19.ª – A condutora do XC, sabendo que ia ultrapassar uma criança de tenra idade, deveria ter tomado consciência do perigo e rodear-se de cuidados redobrados e especialmente acrescidos, evitando essa ultrapassagem, por forma a prevenir e evitar o risco de acidente.
20.ª – Daí que nos pareça que foi a única e exclusiva culpada.
21.ª – Caso assim não se entenda e mereça acolhimento a tese da existência de responsabilidades concorrenciais, será justo e equitativo repartir tais responsabilidades na proporção de 1/3 para o menor e 2/3 para a condutora do veículo seguro pela recorrida.
22.ª – A douta sentença recorrida violou, entre outras normas, os arts. 483.º, 486.º, 487.º, n.º 2, e 570.º, n.º 1, todos do Código Civil.

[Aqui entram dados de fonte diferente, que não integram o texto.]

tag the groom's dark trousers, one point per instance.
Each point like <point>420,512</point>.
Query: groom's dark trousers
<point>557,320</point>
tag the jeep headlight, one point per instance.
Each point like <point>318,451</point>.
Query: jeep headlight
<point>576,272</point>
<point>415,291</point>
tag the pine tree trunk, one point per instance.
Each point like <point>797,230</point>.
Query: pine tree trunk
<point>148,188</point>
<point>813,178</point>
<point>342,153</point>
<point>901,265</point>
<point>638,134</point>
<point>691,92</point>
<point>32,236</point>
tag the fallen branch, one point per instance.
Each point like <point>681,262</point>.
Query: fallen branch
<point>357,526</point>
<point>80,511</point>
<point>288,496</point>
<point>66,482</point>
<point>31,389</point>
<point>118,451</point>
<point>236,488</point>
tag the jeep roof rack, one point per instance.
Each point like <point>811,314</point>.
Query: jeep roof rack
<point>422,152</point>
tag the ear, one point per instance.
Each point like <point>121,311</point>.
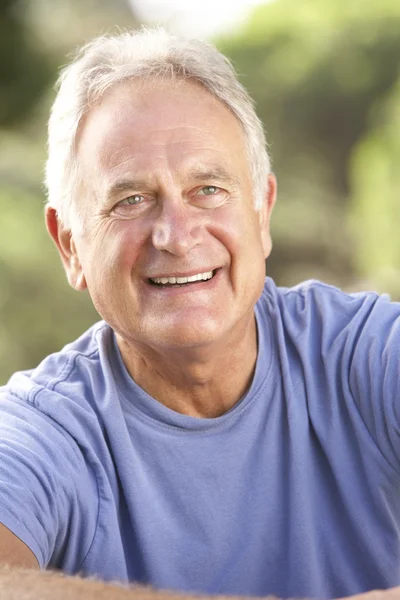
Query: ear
<point>265,214</point>
<point>62,237</point>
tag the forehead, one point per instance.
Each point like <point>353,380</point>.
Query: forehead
<point>142,121</point>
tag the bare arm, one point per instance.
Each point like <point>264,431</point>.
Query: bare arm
<point>15,553</point>
<point>22,584</point>
<point>20,579</point>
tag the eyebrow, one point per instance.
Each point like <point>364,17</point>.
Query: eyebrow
<point>216,173</point>
<point>125,185</point>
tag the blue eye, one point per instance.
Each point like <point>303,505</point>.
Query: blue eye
<point>132,200</point>
<point>209,190</point>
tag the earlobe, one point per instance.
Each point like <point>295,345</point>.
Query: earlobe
<point>64,242</point>
<point>266,212</point>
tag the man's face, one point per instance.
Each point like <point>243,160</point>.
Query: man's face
<point>167,197</point>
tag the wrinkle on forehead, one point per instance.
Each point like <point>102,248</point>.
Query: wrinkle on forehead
<point>159,127</point>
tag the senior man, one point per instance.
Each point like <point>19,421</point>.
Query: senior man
<point>213,433</point>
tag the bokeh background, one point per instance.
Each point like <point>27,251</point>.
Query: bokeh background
<point>325,75</point>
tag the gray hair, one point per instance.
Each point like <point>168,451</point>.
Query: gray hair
<point>149,53</point>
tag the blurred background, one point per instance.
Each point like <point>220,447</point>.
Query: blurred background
<point>325,75</point>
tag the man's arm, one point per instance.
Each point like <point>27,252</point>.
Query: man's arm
<point>15,553</point>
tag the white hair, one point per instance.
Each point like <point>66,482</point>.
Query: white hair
<point>149,53</point>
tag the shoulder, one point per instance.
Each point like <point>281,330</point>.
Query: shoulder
<point>326,309</point>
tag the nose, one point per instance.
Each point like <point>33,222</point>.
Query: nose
<point>177,230</point>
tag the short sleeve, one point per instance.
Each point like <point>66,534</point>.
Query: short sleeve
<point>48,492</point>
<point>374,377</point>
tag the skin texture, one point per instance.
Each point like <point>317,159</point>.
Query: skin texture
<point>23,584</point>
<point>166,191</point>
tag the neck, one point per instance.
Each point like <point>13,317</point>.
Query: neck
<point>205,382</point>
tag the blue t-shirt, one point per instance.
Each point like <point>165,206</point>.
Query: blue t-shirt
<point>293,492</point>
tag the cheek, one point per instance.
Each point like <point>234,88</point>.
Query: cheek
<point>239,231</point>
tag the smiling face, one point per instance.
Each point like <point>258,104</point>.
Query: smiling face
<point>173,250</point>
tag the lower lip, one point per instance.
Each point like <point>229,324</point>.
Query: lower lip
<point>187,288</point>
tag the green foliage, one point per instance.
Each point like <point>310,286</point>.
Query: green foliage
<point>24,69</point>
<point>375,212</point>
<point>316,70</point>
<point>38,310</point>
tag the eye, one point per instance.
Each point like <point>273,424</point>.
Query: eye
<point>208,190</point>
<point>132,200</point>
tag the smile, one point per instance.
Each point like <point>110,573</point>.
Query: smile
<point>181,280</point>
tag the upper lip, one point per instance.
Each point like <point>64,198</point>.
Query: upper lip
<point>182,274</point>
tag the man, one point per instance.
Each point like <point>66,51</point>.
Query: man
<point>213,433</point>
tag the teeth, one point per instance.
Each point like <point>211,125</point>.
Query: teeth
<point>180,280</point>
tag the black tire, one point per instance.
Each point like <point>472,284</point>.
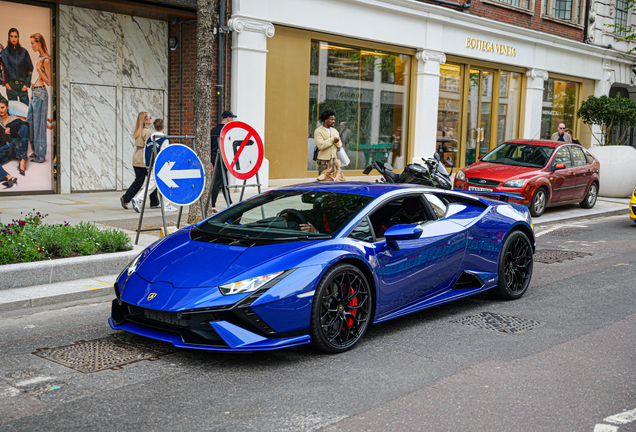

Foram proferidas contra – alegações.

O recurso veio a ser admitido neste tribunal da Relação na espécie e com os efeitos e regime de subida fixados no despacho de admissão do recurso na 1ª instância.

Colhidos os vistos legais, cumpre decidir.

Delimitação do objecto do recurso: Questões a decidir.

O objecto do recurso é delimitado pelas conclusões das alegações dos recorrentes, tal como decorre das disposições legais dos artº 635º-nº3 do Código de Processo Civil, não podendo o tribunal conhecer de quaisquer outras questões “salvo se a lei lhe permitir ou impuser o conhecimento oficioso de outras “(artº 608º-nº2 do CPC).

E, de entre estas questões, excepto no tocante aquelas que o tribunal conhece ex officio, o Tribunal de 2ª instância apenas poderá tomar conhecimento das questões já trazidas aos autos pelas partes, nos termos do artº 5ºdo CPC, não podendo a parte nas alegações de recurso e respectivas conclusões vir suscitar e requerer a apreciação de questões ou excepções novas.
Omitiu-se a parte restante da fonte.